By Kole Casule
SKOPJE (Reuters) - Macedonian opposition leader Zoran Zaev indicated he would attend talks in Brussels next week to resolve a political crisis rocking the Balkan country after earlier questioning the impartiality of the European Union.
The EU plans to mediate talks on June 10 aimed at sealing a deal for early elections in Macedonia to end a standoff over a slew of damaging wiretap disclosures against the government.
But earlier on Friday, Zaev said he would not be attending, saying remarks made by EU enlargement commissioner Johannes Hahn, who is mediating the talks, contained "biased elements".
He singled out a remark by Hahn in Washington in which he said a report by election monitors on Macedonia's last parliamentary poll in 2014 was "in general a positive report".
Zaev disputed the assessment and said such comments were "inappropriate" ahead of the June 10 meeting, when one of the main outstanding issues is how the early election expected by end-April 2016 will be organised.
The European Commission later issued a statement saying Hahn and Zaev had spoken by phone and "clarified one issue". It said Hahn had repeated the observations of the election monitors from the OSCE, which included "a number of serious concerns" about the vote.
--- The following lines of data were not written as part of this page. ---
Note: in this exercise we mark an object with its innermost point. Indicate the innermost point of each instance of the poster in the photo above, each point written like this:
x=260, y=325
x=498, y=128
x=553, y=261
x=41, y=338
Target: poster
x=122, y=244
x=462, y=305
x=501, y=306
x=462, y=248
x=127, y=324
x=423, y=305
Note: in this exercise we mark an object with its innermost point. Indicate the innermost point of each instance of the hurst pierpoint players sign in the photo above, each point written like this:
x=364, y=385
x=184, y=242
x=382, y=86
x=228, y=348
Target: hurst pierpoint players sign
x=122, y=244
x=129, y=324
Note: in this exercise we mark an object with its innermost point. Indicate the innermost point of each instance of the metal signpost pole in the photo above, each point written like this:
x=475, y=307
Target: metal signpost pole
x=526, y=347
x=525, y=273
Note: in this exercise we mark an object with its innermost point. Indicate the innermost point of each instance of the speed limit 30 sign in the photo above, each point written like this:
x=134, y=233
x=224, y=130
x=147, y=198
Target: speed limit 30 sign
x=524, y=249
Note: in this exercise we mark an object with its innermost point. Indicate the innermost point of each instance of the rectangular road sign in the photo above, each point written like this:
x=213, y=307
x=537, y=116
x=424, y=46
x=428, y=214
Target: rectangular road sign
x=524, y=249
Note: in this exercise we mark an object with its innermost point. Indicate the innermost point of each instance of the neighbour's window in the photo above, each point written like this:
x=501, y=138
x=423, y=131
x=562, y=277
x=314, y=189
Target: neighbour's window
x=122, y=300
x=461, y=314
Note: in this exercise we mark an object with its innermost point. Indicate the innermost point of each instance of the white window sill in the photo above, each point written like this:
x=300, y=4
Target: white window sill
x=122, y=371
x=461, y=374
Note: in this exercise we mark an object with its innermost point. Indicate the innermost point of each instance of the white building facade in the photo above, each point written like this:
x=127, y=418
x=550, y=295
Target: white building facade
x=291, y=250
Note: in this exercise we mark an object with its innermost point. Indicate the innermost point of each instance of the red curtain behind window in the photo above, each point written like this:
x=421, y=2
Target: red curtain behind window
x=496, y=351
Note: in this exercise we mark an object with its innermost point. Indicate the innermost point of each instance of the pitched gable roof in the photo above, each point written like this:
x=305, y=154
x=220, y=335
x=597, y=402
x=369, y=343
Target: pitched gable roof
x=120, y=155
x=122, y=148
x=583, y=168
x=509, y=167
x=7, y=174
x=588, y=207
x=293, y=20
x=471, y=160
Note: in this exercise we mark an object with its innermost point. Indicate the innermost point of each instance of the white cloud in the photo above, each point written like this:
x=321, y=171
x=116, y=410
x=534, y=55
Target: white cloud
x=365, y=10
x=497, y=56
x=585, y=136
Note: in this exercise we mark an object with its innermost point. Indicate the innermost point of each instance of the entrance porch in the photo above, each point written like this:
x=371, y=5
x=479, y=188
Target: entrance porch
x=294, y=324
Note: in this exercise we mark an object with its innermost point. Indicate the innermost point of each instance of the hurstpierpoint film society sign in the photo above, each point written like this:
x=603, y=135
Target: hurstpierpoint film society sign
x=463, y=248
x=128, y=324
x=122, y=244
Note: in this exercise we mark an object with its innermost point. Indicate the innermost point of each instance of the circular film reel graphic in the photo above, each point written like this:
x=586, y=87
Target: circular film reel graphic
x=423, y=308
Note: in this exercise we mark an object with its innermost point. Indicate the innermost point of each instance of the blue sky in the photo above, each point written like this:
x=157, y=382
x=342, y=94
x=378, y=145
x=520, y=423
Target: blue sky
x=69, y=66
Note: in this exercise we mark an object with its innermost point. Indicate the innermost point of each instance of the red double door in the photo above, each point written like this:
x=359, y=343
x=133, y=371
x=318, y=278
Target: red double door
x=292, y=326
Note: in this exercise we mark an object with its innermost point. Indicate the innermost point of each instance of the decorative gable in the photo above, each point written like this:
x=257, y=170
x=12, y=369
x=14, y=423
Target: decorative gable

The opposition says the election was rigged and has been boycotting parliament ever since.
Zaev's Social Democrat party then issued its own statement saying the Commission had confirmed that the Brussels meeting would look at "organising a government to prepare elections".
The commission statement sent to media made no mention of a new government, one of the opposition's chief demands. But the Social Democrats nevertheless said it had "opened the opportunity for holding the meeting foreseen for June 10 in Brussels."